KnowledgeWorks has been creating forecasts on the future of learning since 2006. In Forecast 5.0: Navigating the Future of Learning, you can read about the drivers of change for the next 10 years.
What kinds of public, visible dialogues have educators catalyzed?
Over the past ten years, educators have facilitated a wide range of dialogues that have aimed to address issues in education. One such dialogue was #DisruptTexts, an initiative organized by teachers to challenge the traditional canon and diversify course materials. In addition, teachers around the nation have gone on strikes to make their voices heard. In Chicago, for example, teachers called for better pay and benefits, class size caps and more staff. Teachers in Chicago also drew the public’s attention to persistent problems in educational systems, such as the inequality among families from different economic and social backgrounds and how it relates to the affordable housing crisis.

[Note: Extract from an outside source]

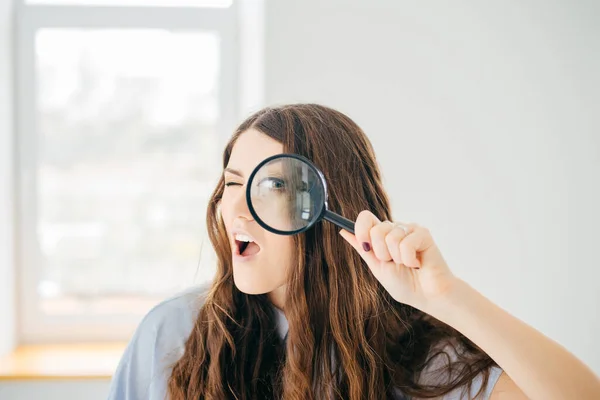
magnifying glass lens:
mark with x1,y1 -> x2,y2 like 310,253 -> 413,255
249,157 -> 325,233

In another example, leaders in higher education openly denounced Trump’s 2017 executive order that banned travelers from seven majority Muslim countries from entering the United States, also know as the travel ban. Students and scholars from these countries who had been approved to study in the United States were prevented from coming back or coming altogether. Higher education leaders forcefully criticized the travel ban for the disruption that it had caused and for its xenophobic nature.
A need for better dialogues
In summary, when faced with increased transparency and bottom-up monitoring, educators, schools and states have facilitated students’ academic progress, and in some cases, students’ ability to participate in the political system. They have also used their expertise to help citizens acquire skills that are necessary for self-improvement and the improvement of the communities. In addition, educators have catalyzed conversations around the need to diversify course materials, to solve emerging and persistent issues in education and to push against policies that were detrimental to minority students.
The changes forecast in the A New Civic Discourse driver of change are already happening. While it can be easy to voice one’s opinions, it is not always so easy to do it in a way that is conducive to social progress. Moving forward, it will be increasingly important that viewpoints be exchanged with an open mind and sound reasoning. A reluctance to set aside one’s biases and to engage in thoughtful arguments has led to false allegations and to unproductive exchanges that have only induced hatred among groups of people. This reality also accentuates the need for better education in critical thinking and respectful civic discourse for all citizens.